Der Leser des Neuen Testaments mag glauben, daß dessen Bücher in chronologischer Reihenfolge gemäß ihrer gegenwärtigen Anordnung in unseren Bibeln geschrieben wurden. Doch obwohl erhebliche Meinungsverschiedenheiten in bezug auf die eindeutige Datierung irgendeines der Bücher des Neuen Testaments bestehen, steht ziemlich genau fest, daß die ersten Bücher einige der Briefe — oder Episteln — des Paulus waren.
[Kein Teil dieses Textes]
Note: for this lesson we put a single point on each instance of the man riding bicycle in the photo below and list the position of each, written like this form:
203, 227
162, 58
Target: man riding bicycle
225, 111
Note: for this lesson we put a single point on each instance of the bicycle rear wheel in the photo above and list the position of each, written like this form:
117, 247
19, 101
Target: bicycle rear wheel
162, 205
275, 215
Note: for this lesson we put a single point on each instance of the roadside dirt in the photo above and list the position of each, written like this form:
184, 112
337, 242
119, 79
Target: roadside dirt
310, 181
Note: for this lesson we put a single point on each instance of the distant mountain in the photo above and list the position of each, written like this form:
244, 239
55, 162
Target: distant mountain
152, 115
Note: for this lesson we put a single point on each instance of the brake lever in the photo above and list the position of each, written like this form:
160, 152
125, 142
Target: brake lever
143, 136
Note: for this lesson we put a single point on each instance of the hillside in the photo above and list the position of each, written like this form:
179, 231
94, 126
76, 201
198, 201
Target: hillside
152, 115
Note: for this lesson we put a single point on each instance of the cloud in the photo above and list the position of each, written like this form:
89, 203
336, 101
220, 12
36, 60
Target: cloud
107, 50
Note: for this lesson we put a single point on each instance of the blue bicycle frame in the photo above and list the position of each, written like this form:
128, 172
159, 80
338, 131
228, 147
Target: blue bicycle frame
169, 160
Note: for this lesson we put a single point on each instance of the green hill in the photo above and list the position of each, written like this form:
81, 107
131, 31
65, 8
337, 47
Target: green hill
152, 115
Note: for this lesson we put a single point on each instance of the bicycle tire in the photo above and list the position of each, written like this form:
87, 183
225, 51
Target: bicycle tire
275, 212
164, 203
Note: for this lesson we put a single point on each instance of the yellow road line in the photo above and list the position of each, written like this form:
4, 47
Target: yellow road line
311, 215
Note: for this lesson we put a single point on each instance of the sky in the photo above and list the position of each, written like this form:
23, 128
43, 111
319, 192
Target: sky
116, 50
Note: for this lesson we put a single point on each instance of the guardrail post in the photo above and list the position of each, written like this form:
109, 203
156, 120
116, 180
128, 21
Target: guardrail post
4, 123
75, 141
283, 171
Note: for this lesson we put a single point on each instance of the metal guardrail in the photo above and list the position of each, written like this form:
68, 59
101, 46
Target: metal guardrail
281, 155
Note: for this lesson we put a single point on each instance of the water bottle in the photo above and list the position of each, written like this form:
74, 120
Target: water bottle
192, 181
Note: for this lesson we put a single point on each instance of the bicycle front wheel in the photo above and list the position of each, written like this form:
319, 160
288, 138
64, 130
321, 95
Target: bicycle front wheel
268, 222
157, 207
Erst nachdem diese Briefe in Umlauf gebracht worden waren, erschienen die Evangelien, und zwar in der Reihenfolge Markus, Matthäus, Lukas mit nachfolgender Apostelgeschichte, wohingegen die Offenbarung anscheinend etwa um dieselbe Zeit erschien wie das Johannesevangelium.
Da sich diese Artikelserie weniger mit dem bloßen Wortlaut und den Daten als vielmehr mit der „stetigen Entfaltung des Christus, der Wahrheit, die ganze Heilige Schrift hindurch“ beschäftigt, besteht das Hauptziel darin, der Folge der Ereignisse im Leben Christi Jesu und der hauptsächlichen Charaktere, die an diesem Drama des ersten Jahrhunderts der Christenheit teilhatten, nachzugehen. Die Tatsachen sollen so genau wie möglich in der richtigen Reihenfolge niedergelegt werden; sie werden den verschiedenen Büchern entnommen, ungeachtet der historischen Aufeinanderfolge dieser Quellen.
Der Wert, der dem Neuen Testament und seiner Botschaft schon beinahe zweitausend Jahre beigemessen wird, und die Tatsache, daß es immer noch von einer wartenden Welt aufgenommen wird, wird dadurch bestätigt, daß es als Ganzes oder in seinen Teilen in Hunderte von Sprachen übersetzt wurde und daß viele Menschen bereit sind, sich großen Gefahren auszusetzen — wenn erforderlich, selbst dem Tod —, um seine Botschaft zu sichern und weit und breit kundzutun.